Fine Arts Work Center In Provincetown

24Pearlstreet Workshops

David Kutz-Marks Beauty in Clouds Poetry May 6 to May 31, 2019 Tuition: $500 Class Size: 15 Session: spring Level: 4 week asynchronous workshop

In this course we will assess the stranger aesthetic virtues of poems we—and the rest of the world—are writing now.

Without disavowing the values of form, clarity, logical coherence, and so many other key terms of the workshop that represent the straightforward, we will find and discuss the occasions of confusion, misdirection, indefinite pronoun reference, mixed metaphor, odd music—a syllable in one word unearthed two lines later in another word as if out of nowhere—that lend contemporary poems (ours and others) their mystery, spontaneity and richness.

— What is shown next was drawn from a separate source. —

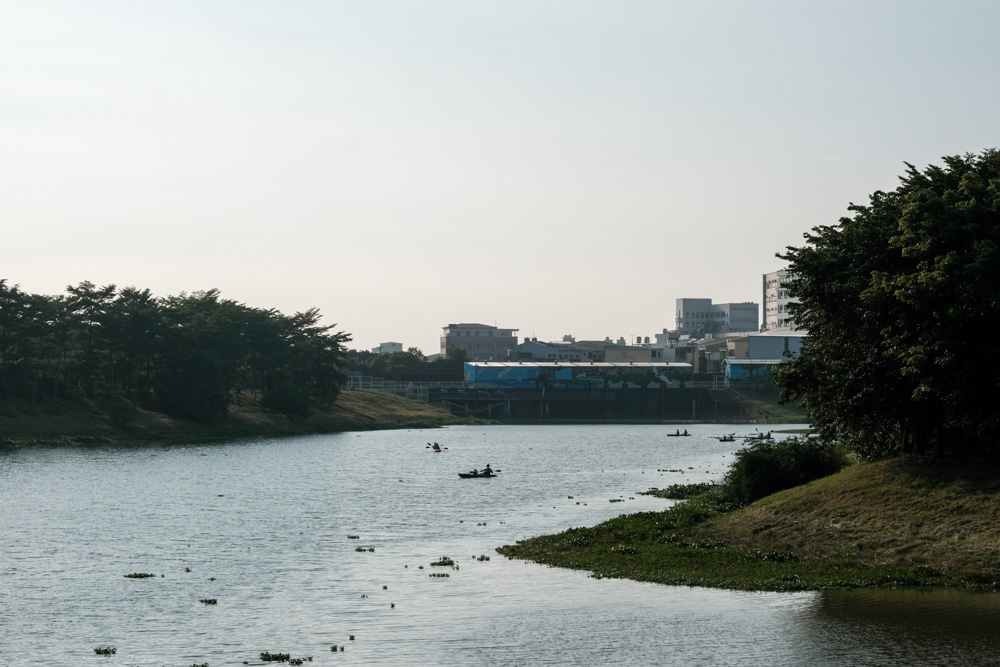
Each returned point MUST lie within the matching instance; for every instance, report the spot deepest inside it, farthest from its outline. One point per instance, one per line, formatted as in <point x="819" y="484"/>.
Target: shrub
<point x="767" y="467"/>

Our readings will include contemporary and recent examples of these virtues in “elliptical poets,” New York School poets, and others who resist the straightforward approach and continue to surprise us with their leaps from theme to theme, powerful and unpredictable music, and shifting subjects and discourse, including Lucie Brock-Broido, Mary Ruefle, Louise Glück, John Ashbery, Jorie Graham, Tracy K. Smith, Timothy Donnelly, and James Tate.

Students will be expected to submit one poem per week and to comment on one other, and detailed instructor feedback will be offered for each poem shortly after it is submitted so that we may change course at will as the course unfolds, both in our approaches to writing and our reading list, designed to be as adaptive as possible.

The goal here is the production of four to twelve strong poems and the cultivation of a new respect for the beauty (and sublimity and power and so on) of the wilder and stranger strains of contemporary poetry that manifest in our readings and, most importantly, in our own writing.

Biography

David Kutz-Marks is the author of Violin Playing Herself in a Mirror (University of Massachusetts Press, 2015), selected by James Tate, Dara Wier and James Haug for the 2014 Juniper Prize for Poetry. His poems have appeared in The New Yorker, Boston Review, jubilat, Kenyon Review Online, Western Humanities Review, Verse Daily, and other venues. Most recently he was awarded the 2017 Oakland School for the Arts Enizagam Poetry Prize judged by Matthew Zapruder. David has taught at institutions including Marywood University, King's College, and the University of Scranton, and he holds an MFA from Columbia University and a BA in English from the University of Chicago.